Título: Voluntarismo na política econômica
Autor:
Fonte: O Globo, 12/04/2011, Opinião, p. 6

A nova política de combate à inflação, esboçada em documentos do Banco Central e em uma ou outra entrevista de autoridades, tem uma lógica sólida quando analisada de maneira superficial. De fato, trocar, em alguma proporção ainda desconhecida, a política monetária (juros) por apertos creditícios, agora apelidados de "medidas macroprudenciais", tem vantagens de origem fiscal.

Como cada ponto percentual de elevação da taxa básica de juros (Selic) equivale ao aumento de R$10 bilhões anuais na conta de juros da dívida pública, se for possível conter o atual surto inflacionário com aumentos de dosagens de IOF sobre o crédito e ampliação de prazos de financiamentos, o governo evitará um maior agravamento da situação fiscal. E não desacelerará muito a economia. A aposta, porém, em desaquecer a demanda por um arrocho "macroprudencial" no crédito tem riscos. O maior deles é não cortar o fôlego de uma inflação que se aproxima do limite superior da meta (6,5%) e ameaça até mesmo chegar aos 7% em algum ponto do segundo semestre. Com isso, acionados os mecanismos de indexação que persistem no país, os índices de preço poderão ficar em faixas perigosamente próximas dos dois dígitos. Não bastassem os gatilhos de indexação armados em contratos de aluguéis e prestação de serviços públicos, por exemplo, foi criado um específico para o salário mínimo, mola propulsora de altas pressões inflacionárias já apontada para o ano que vem, quando o mínimo será reajustado em quase 14%.

Enquanto o BC afina sua atuação pelo discurso "desenvolvimentista" do Ministério da Fazenda, e passa a trabalhar para trazer a inflação ao centro da meta (4,5%) apenas no final de 2012, as altas de preço se propagam.
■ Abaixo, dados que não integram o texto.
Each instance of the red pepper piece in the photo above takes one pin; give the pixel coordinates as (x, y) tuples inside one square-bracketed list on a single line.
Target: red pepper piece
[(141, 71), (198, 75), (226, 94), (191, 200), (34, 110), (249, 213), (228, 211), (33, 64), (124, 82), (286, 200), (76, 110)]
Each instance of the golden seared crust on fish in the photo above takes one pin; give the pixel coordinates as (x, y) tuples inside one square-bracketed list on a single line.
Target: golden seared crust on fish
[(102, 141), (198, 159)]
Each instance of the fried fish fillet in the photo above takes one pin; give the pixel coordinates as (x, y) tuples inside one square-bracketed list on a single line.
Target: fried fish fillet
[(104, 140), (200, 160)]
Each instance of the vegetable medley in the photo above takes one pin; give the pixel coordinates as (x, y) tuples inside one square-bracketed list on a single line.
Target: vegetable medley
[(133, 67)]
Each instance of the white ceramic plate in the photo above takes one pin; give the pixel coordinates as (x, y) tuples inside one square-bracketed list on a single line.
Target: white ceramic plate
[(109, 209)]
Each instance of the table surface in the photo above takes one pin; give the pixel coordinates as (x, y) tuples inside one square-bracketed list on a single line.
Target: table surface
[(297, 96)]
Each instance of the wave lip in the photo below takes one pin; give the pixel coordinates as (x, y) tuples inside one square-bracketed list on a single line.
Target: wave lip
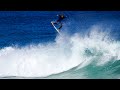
[(94, 49)]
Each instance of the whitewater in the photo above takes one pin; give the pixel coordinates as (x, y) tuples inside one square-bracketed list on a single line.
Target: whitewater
[(96, 54)]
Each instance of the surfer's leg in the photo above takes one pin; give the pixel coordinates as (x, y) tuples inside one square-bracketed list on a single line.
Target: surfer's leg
[(60, 26)]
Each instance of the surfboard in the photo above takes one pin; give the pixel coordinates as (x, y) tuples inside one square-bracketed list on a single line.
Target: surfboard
[(55, 27)]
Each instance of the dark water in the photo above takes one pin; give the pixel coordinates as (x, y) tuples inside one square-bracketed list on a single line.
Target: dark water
[(88, 48)]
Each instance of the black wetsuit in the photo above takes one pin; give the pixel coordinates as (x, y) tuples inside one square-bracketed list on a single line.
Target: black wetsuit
[(60, 18)]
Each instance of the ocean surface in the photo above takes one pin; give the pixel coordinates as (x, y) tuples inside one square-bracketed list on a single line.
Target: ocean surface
[(88, 47)]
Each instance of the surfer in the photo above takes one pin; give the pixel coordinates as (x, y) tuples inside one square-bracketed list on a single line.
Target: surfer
[(58, 21)]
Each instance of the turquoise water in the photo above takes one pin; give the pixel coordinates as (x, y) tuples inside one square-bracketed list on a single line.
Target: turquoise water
[(88, 48)]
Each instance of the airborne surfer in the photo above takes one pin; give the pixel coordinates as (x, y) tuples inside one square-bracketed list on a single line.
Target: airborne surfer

Antes, na visão oficial, tudo se devia a pressões externas, transmitidas pelas commodities. Mas logo se viu que os serviços também começaram a encarecer, por ser esta inflação muito estimulada pelos gastos públicos desregrados feitos sob medida para as eleições de 2010, com o álibi da necessidade de se compensar os efeitos da crise mundial. O índice anualizado do setor de serviços subiu 8,5%, sendo que 68,2% dos itens que o compõem ficaram mais caros. Ou seja, é uma alta quase generalizada, impossível de ser explicada por oscilações no mercado internacional de produtos primários.

Enquanto evita usar como deveria o remédio mais indicado para o problema - os juros -, o governo ainda ajuda a aquecer a demanda ao injetar mais R$55 bilhões no BNDES, a serem usados em linhas de financiamento subsidiado. Argumento: é crucial investir na infraestrutura e no aumento da capacidade produtiva. Sim, mas é preciso atenção com a inflação. Esses financiamentos, antes de ampliarem a estrutura do país, injetam mais dinheiro no mercado de consumo.

Faz lembrar, bem registraram em artigo no GLOBO os economistas Armínio Fraga e Pedro Cavalcanti Ferreira, os tempos do regime militar e do "Brasil Grande". Era decisão de Estado investir. Portanto, assim foi feito, com enormes transferências de renda para poucos grupos privados, e um desfecho trágico: a aceleração definitiva da inflação e a abertura de rombos na contabilidade pública só dimensionados duas décadas depois, com a estabilização econômica. Aquela mesma visão voluntarista da economia, em que tudo se resolvia por decisões políticas tomadas no Planalto, começa a reaparecer.